No, if you actually had a hierarchical addressing scheme, you would issue tunnel broker customer /64s from the same aggregate prefix that is used for their /48s. You'd then summarize at your ABRs so the entire POP need only inject one route for customer addressing into the backbone. Of course, this is not what you do today, and not because of limited RIR allocation policies -- but because you simply did not design your network with such route aggregation in mind.
Those are artifacts of a small allocation (/32) from a prior RIR policy. The fact that those things haven't worked out so well for us was one of the motivations behind developing policy 2011-3.
There was nothing stopping you from using one /48 out of the /37s you use to issue customer /48 networks for issuing the default /64 blocks your tunnel broker hands out.
So you want HE to force all their clients to renumber.
We give a minimum /48 per customer with the small exception that customers who only want one subnet get a /64.
You assign a /64 by default. Yes, customers can click a button and get themselves a /48 instantly, but let's tell the truth when talking about your current defaults -- customers are assigned a /64, not a /48.
The client can request a /48 or /64 as the initial allocation.
We do have a hierarchical addressing plan. I said nothing about routing, but, we certainly could implement hierarchical routing if we arrived at a point where it was advantageous because we have designed for it.
How have you designed for it? You already missed easy opportunities to inject fewer routes into your backbone, simply by using different aggregate prefixes for customer /64s vs /48s.

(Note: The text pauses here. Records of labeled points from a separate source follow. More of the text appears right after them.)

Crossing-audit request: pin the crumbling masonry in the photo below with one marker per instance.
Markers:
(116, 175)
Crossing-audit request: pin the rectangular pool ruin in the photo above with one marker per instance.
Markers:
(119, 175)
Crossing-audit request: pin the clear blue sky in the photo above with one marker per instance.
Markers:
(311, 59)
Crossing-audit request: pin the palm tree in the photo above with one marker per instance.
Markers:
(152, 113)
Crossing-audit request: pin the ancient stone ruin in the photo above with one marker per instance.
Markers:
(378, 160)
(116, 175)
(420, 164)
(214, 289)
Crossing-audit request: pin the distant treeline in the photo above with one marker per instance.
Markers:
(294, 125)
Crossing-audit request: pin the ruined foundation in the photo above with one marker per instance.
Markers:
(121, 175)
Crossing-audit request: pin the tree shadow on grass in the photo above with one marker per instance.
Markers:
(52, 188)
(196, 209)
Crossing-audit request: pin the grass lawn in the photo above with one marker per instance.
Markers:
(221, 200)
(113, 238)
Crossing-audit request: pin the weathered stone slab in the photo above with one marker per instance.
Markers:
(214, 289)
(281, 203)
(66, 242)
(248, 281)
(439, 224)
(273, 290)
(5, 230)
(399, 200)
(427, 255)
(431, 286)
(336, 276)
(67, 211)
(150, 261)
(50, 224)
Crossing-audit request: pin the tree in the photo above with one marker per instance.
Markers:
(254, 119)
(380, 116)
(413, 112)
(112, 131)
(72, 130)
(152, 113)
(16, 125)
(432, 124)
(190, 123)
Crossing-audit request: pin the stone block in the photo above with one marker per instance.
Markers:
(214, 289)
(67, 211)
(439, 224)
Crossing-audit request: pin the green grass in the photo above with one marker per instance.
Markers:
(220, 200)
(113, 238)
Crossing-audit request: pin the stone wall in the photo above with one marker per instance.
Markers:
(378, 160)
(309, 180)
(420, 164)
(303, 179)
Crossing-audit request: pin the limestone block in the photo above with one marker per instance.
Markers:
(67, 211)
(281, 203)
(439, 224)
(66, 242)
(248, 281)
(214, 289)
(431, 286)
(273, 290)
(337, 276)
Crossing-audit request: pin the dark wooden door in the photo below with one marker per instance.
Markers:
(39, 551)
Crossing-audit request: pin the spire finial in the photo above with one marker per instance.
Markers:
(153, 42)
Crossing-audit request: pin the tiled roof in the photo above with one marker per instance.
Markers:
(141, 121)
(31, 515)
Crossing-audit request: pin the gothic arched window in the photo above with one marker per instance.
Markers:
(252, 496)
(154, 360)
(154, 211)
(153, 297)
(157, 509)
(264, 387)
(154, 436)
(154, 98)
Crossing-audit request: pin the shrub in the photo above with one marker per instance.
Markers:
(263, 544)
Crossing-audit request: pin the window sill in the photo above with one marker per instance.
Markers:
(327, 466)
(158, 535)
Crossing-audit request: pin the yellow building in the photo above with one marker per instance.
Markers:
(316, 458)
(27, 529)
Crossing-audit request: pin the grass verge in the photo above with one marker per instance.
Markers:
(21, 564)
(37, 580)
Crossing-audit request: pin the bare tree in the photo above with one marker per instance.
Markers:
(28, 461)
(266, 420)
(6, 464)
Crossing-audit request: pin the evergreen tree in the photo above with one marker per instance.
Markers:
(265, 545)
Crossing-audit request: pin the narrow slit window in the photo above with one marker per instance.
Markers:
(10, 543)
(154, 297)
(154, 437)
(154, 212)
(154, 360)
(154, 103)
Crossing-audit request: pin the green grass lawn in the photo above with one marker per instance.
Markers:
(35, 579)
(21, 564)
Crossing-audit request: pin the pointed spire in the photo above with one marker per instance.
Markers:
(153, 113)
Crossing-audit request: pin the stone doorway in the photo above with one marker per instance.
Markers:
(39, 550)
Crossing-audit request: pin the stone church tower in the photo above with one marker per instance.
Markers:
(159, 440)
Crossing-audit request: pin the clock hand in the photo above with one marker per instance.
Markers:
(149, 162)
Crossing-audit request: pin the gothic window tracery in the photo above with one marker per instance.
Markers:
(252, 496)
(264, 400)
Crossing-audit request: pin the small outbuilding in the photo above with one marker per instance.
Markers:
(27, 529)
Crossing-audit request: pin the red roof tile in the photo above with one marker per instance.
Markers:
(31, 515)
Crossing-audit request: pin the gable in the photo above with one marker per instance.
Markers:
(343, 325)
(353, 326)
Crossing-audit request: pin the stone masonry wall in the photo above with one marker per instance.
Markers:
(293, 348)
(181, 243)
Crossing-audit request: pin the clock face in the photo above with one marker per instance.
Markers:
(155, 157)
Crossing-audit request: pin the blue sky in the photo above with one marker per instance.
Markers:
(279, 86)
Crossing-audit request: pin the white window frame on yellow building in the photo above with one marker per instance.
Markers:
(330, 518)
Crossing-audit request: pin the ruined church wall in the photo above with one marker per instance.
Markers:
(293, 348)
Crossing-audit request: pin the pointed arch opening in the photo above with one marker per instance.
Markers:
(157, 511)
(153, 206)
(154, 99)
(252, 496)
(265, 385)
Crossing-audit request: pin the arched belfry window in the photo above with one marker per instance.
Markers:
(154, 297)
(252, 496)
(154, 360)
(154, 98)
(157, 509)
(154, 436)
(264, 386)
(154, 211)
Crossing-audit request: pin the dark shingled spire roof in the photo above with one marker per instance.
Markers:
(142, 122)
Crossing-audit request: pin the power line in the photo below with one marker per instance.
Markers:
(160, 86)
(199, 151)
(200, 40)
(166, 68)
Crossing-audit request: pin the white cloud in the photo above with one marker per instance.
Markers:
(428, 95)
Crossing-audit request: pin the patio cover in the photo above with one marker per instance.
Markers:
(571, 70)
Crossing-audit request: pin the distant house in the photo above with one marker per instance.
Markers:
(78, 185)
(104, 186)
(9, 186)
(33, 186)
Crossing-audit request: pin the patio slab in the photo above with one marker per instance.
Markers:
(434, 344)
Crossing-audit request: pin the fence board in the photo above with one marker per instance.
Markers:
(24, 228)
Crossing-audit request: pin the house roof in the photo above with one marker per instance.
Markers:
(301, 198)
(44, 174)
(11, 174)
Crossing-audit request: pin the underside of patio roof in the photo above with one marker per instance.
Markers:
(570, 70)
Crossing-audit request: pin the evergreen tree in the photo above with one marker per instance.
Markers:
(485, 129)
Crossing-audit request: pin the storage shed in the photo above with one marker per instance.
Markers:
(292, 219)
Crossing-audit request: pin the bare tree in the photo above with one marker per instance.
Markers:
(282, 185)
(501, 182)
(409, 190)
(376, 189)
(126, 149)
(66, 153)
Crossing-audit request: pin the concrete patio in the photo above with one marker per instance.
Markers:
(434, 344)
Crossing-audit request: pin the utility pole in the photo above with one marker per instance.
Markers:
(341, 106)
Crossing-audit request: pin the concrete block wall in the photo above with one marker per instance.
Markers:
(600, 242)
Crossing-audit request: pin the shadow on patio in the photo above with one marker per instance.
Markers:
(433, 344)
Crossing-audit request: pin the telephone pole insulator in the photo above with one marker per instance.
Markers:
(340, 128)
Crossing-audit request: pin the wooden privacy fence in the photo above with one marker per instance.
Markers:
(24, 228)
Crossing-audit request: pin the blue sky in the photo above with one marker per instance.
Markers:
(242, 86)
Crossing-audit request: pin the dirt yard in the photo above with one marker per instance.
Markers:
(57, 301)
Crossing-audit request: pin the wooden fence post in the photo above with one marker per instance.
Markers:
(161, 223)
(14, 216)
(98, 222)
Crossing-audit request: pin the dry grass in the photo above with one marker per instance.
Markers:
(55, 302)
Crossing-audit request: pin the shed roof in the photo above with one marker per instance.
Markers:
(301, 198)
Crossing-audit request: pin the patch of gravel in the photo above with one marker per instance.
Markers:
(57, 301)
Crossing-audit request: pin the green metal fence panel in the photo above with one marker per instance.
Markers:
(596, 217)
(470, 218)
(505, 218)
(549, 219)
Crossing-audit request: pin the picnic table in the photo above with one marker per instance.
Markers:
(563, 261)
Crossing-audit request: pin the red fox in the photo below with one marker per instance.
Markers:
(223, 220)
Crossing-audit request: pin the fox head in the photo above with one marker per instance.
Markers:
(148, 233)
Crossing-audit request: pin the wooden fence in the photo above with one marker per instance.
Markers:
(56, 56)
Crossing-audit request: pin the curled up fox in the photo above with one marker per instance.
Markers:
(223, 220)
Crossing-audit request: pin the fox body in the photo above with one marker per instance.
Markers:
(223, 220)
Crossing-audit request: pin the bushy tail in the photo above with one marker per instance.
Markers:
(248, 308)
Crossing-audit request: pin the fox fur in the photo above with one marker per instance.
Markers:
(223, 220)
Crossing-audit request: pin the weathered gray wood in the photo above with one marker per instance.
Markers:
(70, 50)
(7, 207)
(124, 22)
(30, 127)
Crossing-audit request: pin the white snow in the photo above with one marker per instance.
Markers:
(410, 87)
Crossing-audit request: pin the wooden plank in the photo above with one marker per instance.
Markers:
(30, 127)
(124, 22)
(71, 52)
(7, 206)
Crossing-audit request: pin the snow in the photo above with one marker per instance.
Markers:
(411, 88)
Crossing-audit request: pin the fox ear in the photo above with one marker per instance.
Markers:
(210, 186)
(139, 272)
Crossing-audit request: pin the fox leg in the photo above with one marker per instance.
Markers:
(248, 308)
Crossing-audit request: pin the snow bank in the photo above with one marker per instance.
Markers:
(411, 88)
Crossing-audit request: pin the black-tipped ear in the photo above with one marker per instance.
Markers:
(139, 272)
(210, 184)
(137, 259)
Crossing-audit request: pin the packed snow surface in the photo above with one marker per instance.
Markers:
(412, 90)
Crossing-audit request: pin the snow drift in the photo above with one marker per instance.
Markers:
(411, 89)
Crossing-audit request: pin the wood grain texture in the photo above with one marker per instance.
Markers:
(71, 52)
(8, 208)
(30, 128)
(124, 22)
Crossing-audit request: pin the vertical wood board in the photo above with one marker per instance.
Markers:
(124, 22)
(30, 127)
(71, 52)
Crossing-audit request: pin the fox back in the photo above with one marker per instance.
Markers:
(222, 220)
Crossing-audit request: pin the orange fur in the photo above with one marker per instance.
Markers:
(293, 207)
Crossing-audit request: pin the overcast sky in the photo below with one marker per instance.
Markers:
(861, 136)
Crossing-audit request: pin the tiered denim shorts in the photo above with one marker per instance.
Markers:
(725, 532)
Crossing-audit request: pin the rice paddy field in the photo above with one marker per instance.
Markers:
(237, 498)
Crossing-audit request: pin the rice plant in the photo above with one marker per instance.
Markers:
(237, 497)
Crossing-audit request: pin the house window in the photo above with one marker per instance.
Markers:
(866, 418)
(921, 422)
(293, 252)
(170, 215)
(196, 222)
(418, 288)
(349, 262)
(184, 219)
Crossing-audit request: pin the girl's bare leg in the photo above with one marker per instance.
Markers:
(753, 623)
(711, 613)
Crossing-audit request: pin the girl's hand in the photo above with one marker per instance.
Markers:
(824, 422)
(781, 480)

However, requesting more than a /32 is perfectly reasonable. In the ARIN region, policy 2011-3.
My read of that policy, and please correct me if I misunderstand, is that it recognizes only a two-level hierarchy. =A0This would mean that an ISP could use some bits to represent a geographic region, a POP, or an aggregation router / address pool, but it does not grant them justification to reserve bits for all these purposes.
While that's theoretically true, the combination of 25% minfree , nibble boundaries, and equal sized allocations for all POPs based on your largest one allows for that in practical terms in most circumstances.
I don't think it does allow for that. I think it requires you to have at least one "POP prefix" 75% full before you can get any additional space from the RIR, where 75% full means routed to customers, not reserved for aggregation router pools. This is not a hierarchy, it is simply a scheme to permit ISPs to bank on having at least one level of summarization in their addressing and routing scheme.
2011-3 does not provide for an additional level to summarize on the aggregation routers themselves. It should, but my read is that the authors have a very different opinion about what "hierarchical" addressing means than I do. It should provide for route aggregation on both the ABR and the aggregation router itself.
AT&T serves some entire states out of a single POP, as far as layer-3 termination is concerned.
Are any of the states with populations larger than Philadelphia among them?
Yes, for example, Indiana. Pretty much every state in the former Ameritech service territory.